FOR SON AND COUNTRY | Marlie Packer
Named as one of the top ten female rugby players in the world by The Telegraph for ‘her industriousness at the breakdown’ earlier this month, one can only wonder how much more Marlie can give the world of rugby. The answer is: one hell of a lot.
Currently, Packer has made 74 appearances for England, and plans to make it more. However, her attitude to the game has changed over the years she explains. As she has had a few injuries over the past few seasons, she is looking to “Play every game as [her] last”, focussing on completing one game at a time. “Every game that I play in I want to be one of the standout players and be the best player on that pitch” says Packer, and this has reduced her number of long-term ambitions and bettered her outlook: her rugby style has shifted to one of quality over quantity.
2021 is set to be a huge year for women’s rugby, with many hoping that the 6 Nations tournament will still go ahead in early spring, plus the Rugby World Cup 2021 which is set to be held in Autumn in Auckland, New Zealand. Statistics in 2019 showed that women’s rugby has had an unprecedented increase in interest, with participation levels reaching an all-time high with 2.7 million players globally. England Rugby also stated that more than 40 per cent of rugby’s 400 million fanbase are female. Packer is hopeful that the year will take off.
When Packer started rugby at an international level she did not think that she would ever get paid as a professional rugby player. Much to her surprise, she was offered a Rugby 7s contract soon after making the statement in a televised interview in 2013, which lasted for 4 years until 2017. It was only in January 2018 that the England Women’s rugby team, also known as the Red Roses, were offered full time contracts, making them the first women’s rugby team in the world to go fully professional, reported rugbyspeakersuk.com. The game has gone “from strength to strength” Packer beams. As the game becomes more regularly televised the better the coverage of women’s rugby will be Packer believes, and the team will be even more motivated to show how exciting the women’s game is: “If we keep getting better and challenging each other…we will put on a performance that people will want to pay and come watch and really enjoy.”
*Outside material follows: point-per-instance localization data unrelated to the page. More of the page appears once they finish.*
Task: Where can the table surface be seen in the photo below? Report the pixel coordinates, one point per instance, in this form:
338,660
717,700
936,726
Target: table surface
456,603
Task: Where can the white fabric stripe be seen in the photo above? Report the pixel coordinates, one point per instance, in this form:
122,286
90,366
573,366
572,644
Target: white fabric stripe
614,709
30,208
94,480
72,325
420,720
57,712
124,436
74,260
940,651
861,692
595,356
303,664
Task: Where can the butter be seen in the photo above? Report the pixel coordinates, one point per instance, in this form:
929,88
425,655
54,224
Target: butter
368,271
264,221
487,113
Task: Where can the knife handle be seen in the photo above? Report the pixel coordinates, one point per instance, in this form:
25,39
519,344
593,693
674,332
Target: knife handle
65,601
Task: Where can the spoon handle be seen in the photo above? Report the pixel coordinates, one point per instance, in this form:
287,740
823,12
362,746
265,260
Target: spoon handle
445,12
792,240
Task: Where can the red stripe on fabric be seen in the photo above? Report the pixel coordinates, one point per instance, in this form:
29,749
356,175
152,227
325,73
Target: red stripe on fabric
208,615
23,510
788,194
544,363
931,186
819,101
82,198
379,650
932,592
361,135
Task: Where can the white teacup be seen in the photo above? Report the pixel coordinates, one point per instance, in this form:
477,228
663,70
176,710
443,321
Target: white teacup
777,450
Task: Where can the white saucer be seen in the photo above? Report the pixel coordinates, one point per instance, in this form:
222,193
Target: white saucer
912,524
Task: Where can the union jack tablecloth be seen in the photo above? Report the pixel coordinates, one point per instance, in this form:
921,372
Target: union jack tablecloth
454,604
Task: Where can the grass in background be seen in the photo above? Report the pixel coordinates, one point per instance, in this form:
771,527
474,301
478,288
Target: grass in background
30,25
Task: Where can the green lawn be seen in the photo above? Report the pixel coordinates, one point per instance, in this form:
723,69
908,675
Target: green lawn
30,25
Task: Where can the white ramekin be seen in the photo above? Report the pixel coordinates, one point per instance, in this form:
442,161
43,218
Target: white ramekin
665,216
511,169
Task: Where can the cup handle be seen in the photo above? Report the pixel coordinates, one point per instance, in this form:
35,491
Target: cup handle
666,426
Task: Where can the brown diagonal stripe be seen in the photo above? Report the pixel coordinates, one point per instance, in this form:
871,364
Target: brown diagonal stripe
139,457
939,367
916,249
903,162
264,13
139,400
Of course it is not just the fans which Packer is looking to perform for now, but her partner and their new-born son, Oliver. Life has changed drastically for Packer since becoming a mother, however it has only added to her drive to play the best rugby she can. Upon being asked whether her focus on rugby had lessened since her entry into parenthood, she was quick to highlight that Oliver and rugby are joint in priority. Though they are “two different sides” of her life they greatly complement each other: “everything I do from now is not about making myself and my family proud, but making sure that my son can look back and say, ‘that was my mummy at the World Cup’”. To inspire the next generation, as well as her son, is a major goal for Packer.
It is by no means easy to balance the two however, evidenced by Packer’s deflation that she will be at the Rugby World Cup during Oliver’s first birthday. She likens parenthood to the game in that you can “read all the books in the world” on what to expect – you can analyse the tactics, replay the scrums – but you will not truly understand what to do until faced with the situation. “You have to adapt very quickly and deal with what’s actually in front of you” Packer advises sagely. Though this is her first child, it is clear that the sport her has taught her valuable lessons beyond the pitch. She credits her partner, Tash, as well as friends and family for helping them adapt to family life.
With 4 Grand Slams, 1 World Cup win, and back-to-back Tyrrells Premier 15s titles it is possible that Packer is one of England’s most successful players, yet this is not slowing her down. “I’d like to become a back-to-back Grand Slam champion” says Packer, as well as beating the All Blacks on their home turf this autumn. The overall goal is to remain the number one women’s rugby team in the world, as well as a number one mum to Oliver.